Anyway, we covered our bases as best as we could: we communicated to the event organizers our dietary preferences far in advance and I bought us a sh*t-tonne of protein bars.

I also got lip balm and vegan jerky.
Before launching into the photos of exquisite meals that we shared at Moszna Castle, let me tell you this: of all the protein bars we brought to Poland, maybe four were eaten, and maybe two were eaten at Mosnza Castle proper. The rest, we brought home for me to eat on bike rides between campus and home. Dude, we were taken care of. Like, while everyone got their food from the buffet-style main table, we showed up at the counter of the dining hall, ordered ourselves espressos at almost every meal (yup), and stated our veganness to the staff. (Eventually, they knew us on sight and we did not need to say anything.) The staff nodded, crafted espressos, handed us said espressos, and off to a table of our choosing we went.
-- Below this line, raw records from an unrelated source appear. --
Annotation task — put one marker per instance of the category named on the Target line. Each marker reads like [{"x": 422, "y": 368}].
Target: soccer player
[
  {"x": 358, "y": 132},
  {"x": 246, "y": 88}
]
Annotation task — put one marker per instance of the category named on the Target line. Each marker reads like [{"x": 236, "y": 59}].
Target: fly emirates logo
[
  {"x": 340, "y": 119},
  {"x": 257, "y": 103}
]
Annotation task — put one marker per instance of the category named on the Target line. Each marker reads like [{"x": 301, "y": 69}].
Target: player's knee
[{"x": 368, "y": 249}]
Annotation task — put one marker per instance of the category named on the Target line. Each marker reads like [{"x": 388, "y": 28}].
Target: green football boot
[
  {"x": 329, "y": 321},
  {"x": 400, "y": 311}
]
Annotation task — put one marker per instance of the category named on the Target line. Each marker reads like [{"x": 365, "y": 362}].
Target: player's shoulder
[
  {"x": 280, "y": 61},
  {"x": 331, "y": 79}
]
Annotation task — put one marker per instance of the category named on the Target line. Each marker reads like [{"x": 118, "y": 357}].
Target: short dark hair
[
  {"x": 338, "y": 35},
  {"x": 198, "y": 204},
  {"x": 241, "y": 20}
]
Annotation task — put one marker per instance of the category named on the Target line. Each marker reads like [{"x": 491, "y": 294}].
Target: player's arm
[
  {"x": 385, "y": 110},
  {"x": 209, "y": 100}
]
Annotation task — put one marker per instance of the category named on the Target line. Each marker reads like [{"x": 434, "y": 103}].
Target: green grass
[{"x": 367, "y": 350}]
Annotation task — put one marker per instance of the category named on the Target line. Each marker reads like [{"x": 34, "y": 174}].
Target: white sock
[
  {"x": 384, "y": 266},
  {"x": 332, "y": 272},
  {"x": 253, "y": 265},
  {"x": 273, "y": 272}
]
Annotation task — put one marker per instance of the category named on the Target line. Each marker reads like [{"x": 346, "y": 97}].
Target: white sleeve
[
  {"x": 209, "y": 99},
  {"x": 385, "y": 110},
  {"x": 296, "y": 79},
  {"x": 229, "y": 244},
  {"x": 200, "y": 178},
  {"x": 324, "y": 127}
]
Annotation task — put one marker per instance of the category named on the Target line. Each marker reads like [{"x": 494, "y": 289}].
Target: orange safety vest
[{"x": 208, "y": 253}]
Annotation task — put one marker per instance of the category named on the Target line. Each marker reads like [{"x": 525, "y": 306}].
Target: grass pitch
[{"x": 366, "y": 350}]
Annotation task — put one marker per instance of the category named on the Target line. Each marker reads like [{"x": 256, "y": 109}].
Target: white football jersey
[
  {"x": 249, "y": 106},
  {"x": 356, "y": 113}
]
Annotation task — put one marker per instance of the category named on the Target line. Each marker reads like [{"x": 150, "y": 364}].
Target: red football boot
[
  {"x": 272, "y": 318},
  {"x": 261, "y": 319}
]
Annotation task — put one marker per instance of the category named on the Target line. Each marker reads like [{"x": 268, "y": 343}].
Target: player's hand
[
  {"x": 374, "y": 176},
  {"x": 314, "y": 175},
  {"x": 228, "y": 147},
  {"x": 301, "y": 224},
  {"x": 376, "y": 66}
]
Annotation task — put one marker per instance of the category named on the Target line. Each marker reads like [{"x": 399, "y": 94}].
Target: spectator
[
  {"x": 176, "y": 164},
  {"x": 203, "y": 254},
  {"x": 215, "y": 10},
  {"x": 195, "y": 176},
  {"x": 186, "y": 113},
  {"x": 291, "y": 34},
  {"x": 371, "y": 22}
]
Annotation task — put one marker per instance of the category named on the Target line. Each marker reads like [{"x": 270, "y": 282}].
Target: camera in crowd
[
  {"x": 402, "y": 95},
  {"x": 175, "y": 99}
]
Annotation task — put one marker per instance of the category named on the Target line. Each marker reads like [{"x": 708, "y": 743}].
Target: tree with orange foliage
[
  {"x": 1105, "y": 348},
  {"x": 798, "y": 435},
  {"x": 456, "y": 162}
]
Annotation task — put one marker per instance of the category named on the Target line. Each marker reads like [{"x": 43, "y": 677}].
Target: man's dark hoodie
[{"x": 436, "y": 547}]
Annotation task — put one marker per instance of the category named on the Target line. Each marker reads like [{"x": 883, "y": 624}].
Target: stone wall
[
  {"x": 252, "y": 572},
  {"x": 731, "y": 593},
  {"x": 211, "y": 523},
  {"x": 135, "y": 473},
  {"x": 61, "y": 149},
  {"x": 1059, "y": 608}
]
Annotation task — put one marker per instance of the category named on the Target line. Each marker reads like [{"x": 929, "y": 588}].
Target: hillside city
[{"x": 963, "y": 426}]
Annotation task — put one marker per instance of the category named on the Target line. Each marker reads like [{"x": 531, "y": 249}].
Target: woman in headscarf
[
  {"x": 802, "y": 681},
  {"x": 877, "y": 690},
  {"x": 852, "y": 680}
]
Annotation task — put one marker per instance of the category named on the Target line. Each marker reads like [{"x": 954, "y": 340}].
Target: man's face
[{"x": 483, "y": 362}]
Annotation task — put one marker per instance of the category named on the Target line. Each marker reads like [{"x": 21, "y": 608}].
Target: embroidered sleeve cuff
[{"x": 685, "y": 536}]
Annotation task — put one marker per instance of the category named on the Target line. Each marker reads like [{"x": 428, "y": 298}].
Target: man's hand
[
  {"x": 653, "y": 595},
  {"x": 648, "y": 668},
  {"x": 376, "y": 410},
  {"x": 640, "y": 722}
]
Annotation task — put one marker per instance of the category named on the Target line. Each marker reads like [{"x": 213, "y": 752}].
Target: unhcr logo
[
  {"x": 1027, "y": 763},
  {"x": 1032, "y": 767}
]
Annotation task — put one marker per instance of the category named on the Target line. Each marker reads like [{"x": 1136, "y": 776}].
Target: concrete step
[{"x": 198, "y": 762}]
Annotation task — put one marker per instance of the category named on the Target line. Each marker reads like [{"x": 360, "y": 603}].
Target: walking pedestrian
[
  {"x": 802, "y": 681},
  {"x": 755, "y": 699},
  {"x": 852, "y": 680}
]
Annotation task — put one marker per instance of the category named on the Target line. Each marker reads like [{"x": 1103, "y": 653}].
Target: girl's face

And then they would bring each of us a gigantic plate containing a generous serving of artfully placed items—a selection of vegetables, proteins, and a starch. And as much as it dismays me to waste food, I don’t think I ever could finish a single plate that was served to me. They really wanted to make sure that we never left hungry!

And we never did; here’s proof:

I brought that Valsoia with my from Italy. 

I miss the soups the most.
Like I said: they took care of us, and incredibly well. They were stellar hosts. 

Thank you, CDPR, for allowing me to tag along and for looking out for all of us. And thank you to all the staff at Moszna Castle. Thanks to the casters, the friends of the casters, the players, the friends of the players, the production team, the friends of the production team, the cosplayers, the friends of the cosplayers, and anyone whom I might have missed. Basically, thanks to all the new friends. I had a truly meaningful experience and I am infinitely grateful for the unique view that I was afforded of the competitive e-sports world and, namely, the world of Gwent. I hope to attend another tournament soon! (First, though, I think I need to finish my PhD…)

CD Projekt Red, you are all super rad, and I thank you and the competitors that you bring together for filling my life, via Dane, with opportunities, love, support, intrigue, joy, and generosity. It is a unique gift to see one’s partner fulfill and live his dreams in the span of one year of dedicating himself to them, and I am psyched to be along for the ride.

With immense gratitude to you, dear readers, for riding along with us by reading and supporting us, I send you hugs and wish you a happy, healthy, safe, and peaceful 2018/Lunar New Year. I’ll talk to you soon.

Later, skaters.




ScorpioWrath said...

Love the pics of McBeard and it warms my heart to know that you guys are so well and we’re so taken care of! Yay PO-LAND!

Hannah said...

Note to self: Experiment with eggplant to replace fish in other applications. What a brilliant, and stunningly convincing nigiri option!